Bay Citizen in Merger Talks

The news is making the news lately: the nonprofit news website the Bay Citizen is in merger talks with the Center for Investigative Reporting.

The local news-saving nonprofit news source, the Bay Citizen, is in merger talks with the Center for Investigative Reporting.

No less a source than the Bay Citizen reported news of the talks, which have been making the rounds through the local rumor mill of late. The CIR is based in Berkeley.

The Bay Citizen began life as the Bay Area News Project thanks to a generous gift from the late philanthropist Warren Hellman, who died at 77 in December.

All of the Bay Citizen's original leadership has left the organization, which has a news-sharing contract in place with the New York Times.

Its founding editor left last summer, the CEO announced plans to resign due to health reasons early this year, and the interim editor-in-chief left to pursue a book deal just last week.

The Bay Citizen, now without a leader, has also been "left out" of talks about the merger, according to its reporters.

"Journalists have been left out of the process,” said Aaron Glantz, a Bay Citizen staff reporter and chairman of the newsroom’s Newspaper Guild bargaining unit. "Neither the organization’s board of directors nor the outgoing CEO have ever consulted with staff on the possible merger."

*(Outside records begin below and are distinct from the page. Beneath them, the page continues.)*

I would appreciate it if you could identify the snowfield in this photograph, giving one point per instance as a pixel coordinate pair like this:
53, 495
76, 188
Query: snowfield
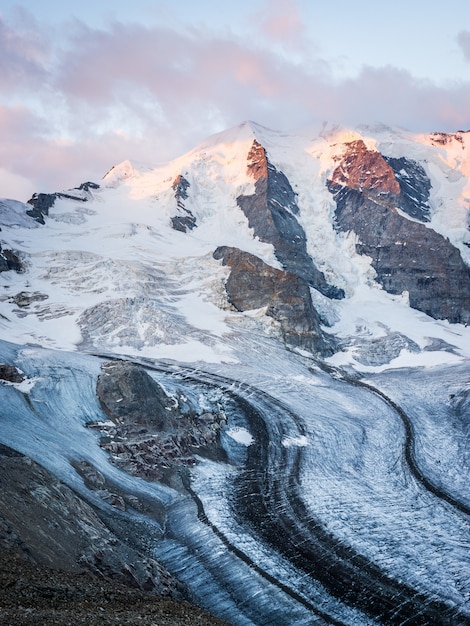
358, 464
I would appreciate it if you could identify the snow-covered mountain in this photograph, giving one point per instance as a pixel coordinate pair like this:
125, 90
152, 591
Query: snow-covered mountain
371, 222
251, 286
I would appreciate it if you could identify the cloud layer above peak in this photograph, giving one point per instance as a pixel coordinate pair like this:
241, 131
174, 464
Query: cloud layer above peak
76, 100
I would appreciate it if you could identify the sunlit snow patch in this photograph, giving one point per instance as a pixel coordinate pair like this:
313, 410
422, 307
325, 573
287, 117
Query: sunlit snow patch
301, 441
240, 435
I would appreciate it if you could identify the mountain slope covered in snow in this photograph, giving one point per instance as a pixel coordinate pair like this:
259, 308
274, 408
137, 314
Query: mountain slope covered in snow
252, 363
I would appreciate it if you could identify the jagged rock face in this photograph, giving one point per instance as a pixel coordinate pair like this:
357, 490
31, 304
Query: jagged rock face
365, 170
407, 255
10, 373
9, 261
253, 284
186, 220
153, 434
414, 187
271, 214
45, 521
42, 202
129, 395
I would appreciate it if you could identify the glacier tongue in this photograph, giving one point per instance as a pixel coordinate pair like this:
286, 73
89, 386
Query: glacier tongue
334, 488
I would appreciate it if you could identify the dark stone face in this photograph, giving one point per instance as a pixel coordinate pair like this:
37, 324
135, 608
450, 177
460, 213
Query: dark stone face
129, 395
271, 212
9, 261
407, 255
414, 187
253, 284
185, 220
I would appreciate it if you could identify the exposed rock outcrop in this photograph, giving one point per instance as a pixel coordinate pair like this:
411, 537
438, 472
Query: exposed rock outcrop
10, 373
43, 202
9, 260
185, 219
414, 187
151, 433
252, 284
406, 255
60, 564
43, 520
271, 212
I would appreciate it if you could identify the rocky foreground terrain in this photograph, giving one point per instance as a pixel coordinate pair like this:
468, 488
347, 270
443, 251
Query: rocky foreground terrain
60, 565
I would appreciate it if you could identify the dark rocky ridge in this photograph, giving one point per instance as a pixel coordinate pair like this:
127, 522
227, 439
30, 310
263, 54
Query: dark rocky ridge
42, 202
253, 284
414, 187
271, 212
407, 255
60, 564
45, 522
153, 435
9, 260
186, 219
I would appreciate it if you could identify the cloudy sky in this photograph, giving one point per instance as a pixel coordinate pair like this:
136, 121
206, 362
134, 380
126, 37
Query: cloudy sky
86, 84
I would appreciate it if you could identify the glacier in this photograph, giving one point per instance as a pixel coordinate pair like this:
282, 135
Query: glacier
341, 493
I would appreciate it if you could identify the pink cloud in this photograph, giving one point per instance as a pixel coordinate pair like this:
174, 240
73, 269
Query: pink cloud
23, 55
150, 93
463, 40
280, 21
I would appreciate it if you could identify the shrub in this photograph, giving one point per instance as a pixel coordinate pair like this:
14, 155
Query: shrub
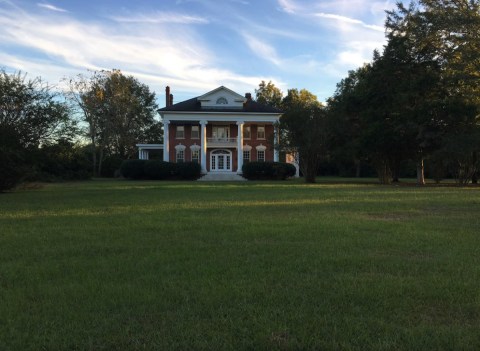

A merger would put the entire organization under control of former San Francisco Examiner and Chronicle editor Phil Bronstein, who is now overseeing the CIR. If the merger takes place, journalists will lose their jobs and there would be "$900,000 in duplicative personnel," the Bay Citizen reported.

"We are deeply concerned that in the absence of a CEO and editor-in-chief, we do not have an advocate who will fight for what we have all worked so hard to build here at The Bay Citizen," Glantz said in an e-mail.